CN113705223A

CN113705223A - Personalized English text simplification method taking reader as center

Info

Publication number: CN113705223A
Application number: CN202111025610.3A
Authority: CN
Inventors: 强继朋; 张峰; 李云
Original assignee: Yangzhou University
Current assignee: Yangzhou University
Priority date: 2021-09-02
Filing date: 2021-09-02
Publication date: 2021-11-26

Abstract

The invention discloses a personalized English text simplification method taking readers as centers, which comprises the following steps of 1, setting the simplification grade of the current simplification method according to the English grade currently possessed by the readers, and acquiring a word bank corresponding to the grade; step 2, performing clause processing on the text read by the reader to obtain a clause set; and 3, simplifying each sentence in the sentence set from front to back in sequence by adopting a sentence and word simplification method, acquiring a simplified sentence set, and returning the simplified sentence set to a reader. The invention fully utilizes the pre-training language model and the dictionary library, meets the requirement of different readers on English text simplification, and simultaneously improves the accuracy of English text simplification.

Description

Personalized English text simplification method taking reader as center

Technical Field

The invention relates to the field of English text simplification, in particular to a personalized English text simplification method taking readers as centers.

Background

In recent years, with the development of the internet, a large amount of english text appears in the public sight. For example, many professional papers downloaded in english journals are selected by many people to read the papers directly, rather than translating the papers into their native languages first and then reading the papers. For these texts, if the texts contain a large amount of rare and uncommon words, the understanding of the reader on the meaning of the text contents is severely restricted. Research proves that if 90% of English words in the text are in the cognitive range of the reader, even if the text is long and complex, the content meaning of the text can be easily understood by the reader.

English text simplification aims to simplify words or syntax in the text, so that a reader can read and understand the meaning of the text and simultaneously retain original text information to the maximum extent. For a given piece of input text, the text reduction system replacing complex words in the text with simple words requires two conditions to be met: 1) the output text should preserve the meaning of the input as much as possible; 2) outputting text should minimize the number of complex words (words that the reader cannot understand). These two conditions can create a conflict, and to reduce the complexity of the text, the system can select the simplest candidate surrogate. However, when the simplest candidate alternative word is selected, the original semantics of the text cannot be guaranteed. The existing text simplification algorithm does not consider the cognitive level of readers, blindly sets some vocabularies with relatively low word frequency as complex vocabularies, and replaces the complex vocabularies with similar word senses, thereby achieving the text simplification effect and increasing the risk of the difference between the simplified text meaning and the original text meaning.

Disclosure of Invention

The invention aims to overcome the defects of the prior art and provide a personalized English text simplification method taking a reader as the center.

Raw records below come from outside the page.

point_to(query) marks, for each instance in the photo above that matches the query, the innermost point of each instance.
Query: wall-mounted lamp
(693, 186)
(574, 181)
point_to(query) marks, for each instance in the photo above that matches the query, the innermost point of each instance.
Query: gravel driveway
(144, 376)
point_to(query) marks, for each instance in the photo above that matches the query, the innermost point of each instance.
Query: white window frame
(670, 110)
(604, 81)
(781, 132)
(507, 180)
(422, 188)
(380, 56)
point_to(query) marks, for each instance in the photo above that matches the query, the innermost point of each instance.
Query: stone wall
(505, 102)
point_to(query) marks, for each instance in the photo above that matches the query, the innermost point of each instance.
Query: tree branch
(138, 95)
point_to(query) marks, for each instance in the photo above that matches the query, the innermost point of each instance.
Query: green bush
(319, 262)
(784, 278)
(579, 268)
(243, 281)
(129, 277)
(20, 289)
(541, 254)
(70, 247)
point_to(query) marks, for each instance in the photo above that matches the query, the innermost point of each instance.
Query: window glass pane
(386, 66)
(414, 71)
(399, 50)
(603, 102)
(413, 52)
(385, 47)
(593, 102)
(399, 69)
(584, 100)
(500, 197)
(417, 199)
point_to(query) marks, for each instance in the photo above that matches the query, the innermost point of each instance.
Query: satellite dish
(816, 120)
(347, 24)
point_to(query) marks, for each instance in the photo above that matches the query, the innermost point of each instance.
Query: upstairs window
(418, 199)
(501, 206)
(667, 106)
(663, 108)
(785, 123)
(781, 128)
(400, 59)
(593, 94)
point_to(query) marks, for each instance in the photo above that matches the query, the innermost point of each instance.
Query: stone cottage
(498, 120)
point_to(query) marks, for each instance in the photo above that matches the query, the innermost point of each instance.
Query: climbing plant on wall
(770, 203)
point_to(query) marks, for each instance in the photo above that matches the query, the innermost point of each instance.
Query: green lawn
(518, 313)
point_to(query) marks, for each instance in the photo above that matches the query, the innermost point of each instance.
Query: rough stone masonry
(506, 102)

The purpose of the invention is realized as follows: a personalized English text simplification method taking a reader as a center comprises the following steps:

step 1, according to the English level currently possessed by a reader, setting the simplification level of the current simplification method, and acquiring a word bank R corresponding to the level;

step 2, supposing the Text of the document currently read by the reader, and adopting a sentence segmentation methodDividing the Text to obtain a sentence set T ═ c₁,…,c_i,…,c_m}; m represents the number of sentences in the set T;

step 3, each sentence c in the T is sequentially subjected to the simplification method of the sentences and the words from front to back_i(i is more than or equal to 1 and less than or equal to m) is simplified, and a simplified sentence set SS is obtained as the set { s ═ s%₁,…,s_i,…,s_mAnd returns the SS to the reader.

As a further limitation of the present invention, the step 2 specifically includes the following steps:

step 2.1: defining a set T, wherein the initial value is null;

step 2.2: deleting special symbols and redundant characters in the document Text;

step 2.3: segmenting the document Text according to' to obtain an initial sentence set T _ init;

step 2.4: sequentially traversing sentences sent in the set T _ init_aAnd the initial value of a is 1.

As a further limitation of the present invention, the step 2.4 specifically includes the following steps:

step 2.4.1: for sent_aJudging sent_aIs it there? ',' |! ' symbol, if present, performs the following steps; otherwise send_aAdding the obtained mixture into the set T, and executing a step 2.4.4;

step 2.4.2: if sent_aIncluding'! 'sign, then according to'! ' opposite Sent_aCarrying out segmentation; obtain a set of clauses t_a；

Step 2.4.3: if sent_aContains'? Sign, then according to? ' opposite Sent_aCarrying out segmentation; adding the obtained clauses into the set T in sequence;

step 2.4.4: let a be a +1, repeat step 2.4 until all sentences in the set T _ init have been traversed.

As a further limitation of the present invention, the step 2.4.2 specifically comprises the following steps:

step 2.4.2.1: traverse set t_aDetermine if each sentence in the set contains'?The' sign, if any, is as? Dividing the sentence, and sequentially adding the obtained clauses into a set T; otherwise, directly adding the sentence into the set T.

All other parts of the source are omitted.